According to figures from retail specialist Springboard, the uplift was an improvement of nearly a fifth on June which meant the month ended with the best result since February.
Footfall was down by 47.2% in high streets, 42% in shopping centres and 19.9% in retail parks. Springboard said retail parks performed better due to their ease of access by car, free parking, open air spaces and large stores that make social distancing easier.
While the number of visitors to retail destinations was boosted by the reopening of hospitality venues, Springboard has warned that all changes that are obvious boosts to footfall have now been implemented.
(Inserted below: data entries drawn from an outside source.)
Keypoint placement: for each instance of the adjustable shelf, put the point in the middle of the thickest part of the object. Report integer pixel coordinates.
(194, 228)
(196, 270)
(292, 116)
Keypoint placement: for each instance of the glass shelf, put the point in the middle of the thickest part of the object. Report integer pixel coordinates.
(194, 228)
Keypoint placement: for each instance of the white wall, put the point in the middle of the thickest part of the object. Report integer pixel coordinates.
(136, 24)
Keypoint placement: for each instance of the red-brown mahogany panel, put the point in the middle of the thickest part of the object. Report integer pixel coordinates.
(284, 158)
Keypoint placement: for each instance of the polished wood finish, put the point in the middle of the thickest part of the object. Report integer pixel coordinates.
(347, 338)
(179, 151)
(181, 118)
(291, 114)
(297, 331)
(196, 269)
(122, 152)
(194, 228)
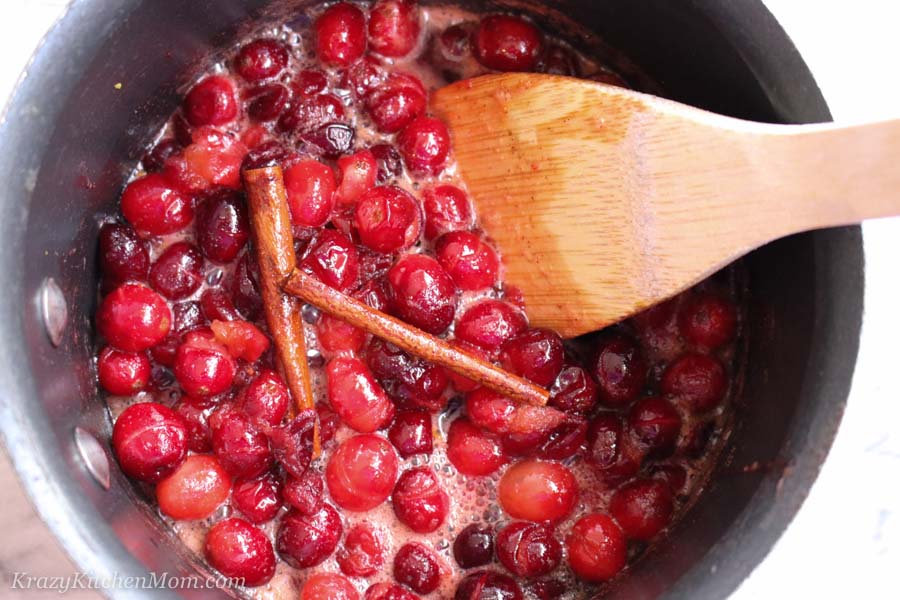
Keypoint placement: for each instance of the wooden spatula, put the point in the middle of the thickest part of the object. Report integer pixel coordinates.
(605, 201)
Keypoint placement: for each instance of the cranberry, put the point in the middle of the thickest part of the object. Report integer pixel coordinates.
(507, 43)
(340, 34)
(122, 373)
(416, 567)
(528, 549)
(447, 208)
(133, 318)
(411, 433)
(362, 472)
(211, 102)
(425, 145)
(388, 219)
(474, 546)
(153, 207)
(697, 379)
(620, 370)
(194, 490)
(421, 293)
(472, 451)
(123, 255)
(362, 554)
(305, 541)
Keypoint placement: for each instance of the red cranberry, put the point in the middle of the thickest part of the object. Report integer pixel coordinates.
(642, 508)
(194, 490)
(133, 318)
(340, 34)
(416, 567)
(597, 548)
(620, 370)
(474, 546)
(528, 549)
(153, 207)
(305, 541)
(472, 451)
(425, 145)
(362, 472)
(150, 441)
(211, 102)
(507, 43)
(421, 293)
(419, 501)
(697, 379)
(388, 219)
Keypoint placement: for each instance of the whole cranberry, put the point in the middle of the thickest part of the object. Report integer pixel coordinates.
(305, 541)
(528, 549)
(133, 318)
(340, 34)
(236, 548)
(507, 43)
(421, 293)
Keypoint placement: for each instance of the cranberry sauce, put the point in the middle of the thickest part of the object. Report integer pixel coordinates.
(428, 485)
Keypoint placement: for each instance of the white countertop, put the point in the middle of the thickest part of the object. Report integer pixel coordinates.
(845, 542)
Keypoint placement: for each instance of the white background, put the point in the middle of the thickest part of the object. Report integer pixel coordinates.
(845, 543)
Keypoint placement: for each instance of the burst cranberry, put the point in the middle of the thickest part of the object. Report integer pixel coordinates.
(472, 451)
(620, 370)
(133, 318)
(421, 293)
(528, 549)
(424, 145)
(153, 207)
(507, 43)
(340, 35)
(150, 441)
(305, 541)
(597, 548)
(697, 379)
(362, 472)
(236, 548)
(194, 490)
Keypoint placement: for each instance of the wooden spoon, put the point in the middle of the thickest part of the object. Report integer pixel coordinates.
(605, 201)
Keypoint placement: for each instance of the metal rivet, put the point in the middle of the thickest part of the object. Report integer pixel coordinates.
(54, 311)
(93, 455)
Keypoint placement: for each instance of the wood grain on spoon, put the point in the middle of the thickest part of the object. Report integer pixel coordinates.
(605, 201)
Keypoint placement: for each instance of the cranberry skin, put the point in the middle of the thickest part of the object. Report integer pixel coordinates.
(211, 102)
(596, 547)
(424, 145)
(620, 370)
(507, 43)
(472, 451)
(421, 293)
(447, 208)
(528, 549)
(122, 373)
(150, 441)
(133, 318)
(388, 219)
(416, 567)
(642, 508)
(305, 541)
(154, 207)
(340, 35)
(697, 379)
(236, 548)
(362, 472)
(708, 321)
(536, 490)
(411, 433)
(123, 255)
(474, 546)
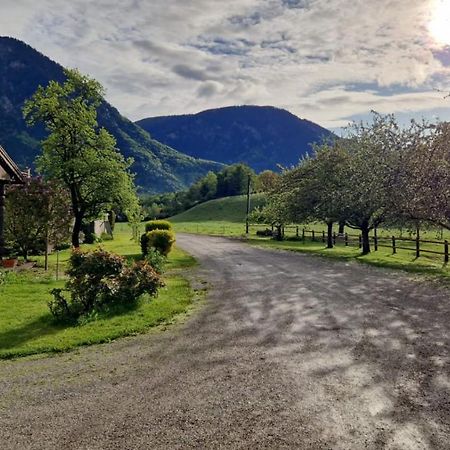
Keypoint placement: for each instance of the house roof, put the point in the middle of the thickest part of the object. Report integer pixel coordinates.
(9, 172)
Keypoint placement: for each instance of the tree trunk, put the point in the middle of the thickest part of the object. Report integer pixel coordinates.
(365, 239)
(76, 230)
(329, 234)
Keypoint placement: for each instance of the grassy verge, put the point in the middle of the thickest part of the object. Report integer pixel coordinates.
(26, 326)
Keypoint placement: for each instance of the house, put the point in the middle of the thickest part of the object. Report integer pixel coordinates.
(9, 174)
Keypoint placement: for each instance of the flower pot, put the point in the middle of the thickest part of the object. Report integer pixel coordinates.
(9, 263)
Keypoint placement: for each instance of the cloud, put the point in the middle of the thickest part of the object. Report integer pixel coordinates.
(321, 59)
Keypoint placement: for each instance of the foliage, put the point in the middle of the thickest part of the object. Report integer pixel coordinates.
(79, 154)
(40, 332)
(261, 136)
(100, 279)
(156, 260)
(36, 213)
(350, 180)
(158, 225)
(23, 69)
(422, 181)
(161, 240)
(266, 181)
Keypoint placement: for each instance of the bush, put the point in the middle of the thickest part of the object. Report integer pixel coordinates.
(161, 240)
(100, 279)
(158, 225)
(156, 260)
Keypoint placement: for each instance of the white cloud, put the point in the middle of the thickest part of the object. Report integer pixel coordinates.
(326, 60)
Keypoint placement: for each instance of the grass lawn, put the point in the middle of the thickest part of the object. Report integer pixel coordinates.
(26, 326)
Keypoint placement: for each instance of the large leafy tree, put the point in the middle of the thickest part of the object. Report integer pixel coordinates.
(38, 213)
(422, 183)
(79, 153)
(312, 189)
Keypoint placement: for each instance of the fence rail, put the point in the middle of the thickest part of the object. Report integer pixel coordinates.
(378, 241)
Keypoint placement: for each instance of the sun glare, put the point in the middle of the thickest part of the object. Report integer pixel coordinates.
(440, 22)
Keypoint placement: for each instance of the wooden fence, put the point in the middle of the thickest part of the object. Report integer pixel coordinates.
(416, 245)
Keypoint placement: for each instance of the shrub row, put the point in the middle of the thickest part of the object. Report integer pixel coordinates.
(159, 236)
(98, 280)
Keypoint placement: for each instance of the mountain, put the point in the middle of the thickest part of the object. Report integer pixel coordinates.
(158, 167)
(261, 136)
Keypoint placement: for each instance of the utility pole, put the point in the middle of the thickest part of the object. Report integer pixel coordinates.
(248, 204)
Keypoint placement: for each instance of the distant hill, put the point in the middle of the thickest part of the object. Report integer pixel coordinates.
(260, 136)
(158, 167)
(227, 209)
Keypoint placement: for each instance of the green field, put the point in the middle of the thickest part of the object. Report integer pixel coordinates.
(222, 216)
(26, 326)
(210, 218)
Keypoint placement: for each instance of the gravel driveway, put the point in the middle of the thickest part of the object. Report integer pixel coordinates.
(291, 351)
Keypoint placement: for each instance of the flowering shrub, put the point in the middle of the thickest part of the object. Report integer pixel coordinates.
(100, 279)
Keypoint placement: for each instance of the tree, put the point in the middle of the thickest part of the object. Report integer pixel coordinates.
(368, 184)
(266, 181)
(78, 153)
(422, 183)
(312, 189)
(38, 213)
(232, 180)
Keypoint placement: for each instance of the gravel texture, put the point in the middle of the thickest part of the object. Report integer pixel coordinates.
(290, 351)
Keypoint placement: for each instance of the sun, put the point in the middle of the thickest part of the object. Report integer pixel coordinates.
(440, 22)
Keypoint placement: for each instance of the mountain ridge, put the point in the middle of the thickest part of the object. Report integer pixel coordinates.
(262, 136)
(158, 167)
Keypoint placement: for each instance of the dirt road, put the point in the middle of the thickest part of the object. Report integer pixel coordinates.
(291, 351)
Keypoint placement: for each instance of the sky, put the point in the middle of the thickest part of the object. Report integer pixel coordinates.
(329, 61)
Despite this, bricks-and-mortar destinations are still only attracting six out of every ten shoppers that visited last year.
Footfall is still being constrained by a lack of tourists, people working from home and rising unemployment.
Central London, which is more reliant than anywhere else in the UK on an influx of tourists and workers, saw its July footfall remain at 69% lower than in 2019.
Diane Wehrle, Springboard’s insights director, said: “With current discussions bubbling over about how we get the schools back in September and expert views that in order to do this sectors of the hospitality sector may need to close, the improvement in footfall over the coming weeks is not likely to be any more than gradual. A further key factor that will inevitably constrain the ongoing recovery of retail, whether it be online or bricks-and-mortar, is the impending recession which we know is just around the corner.”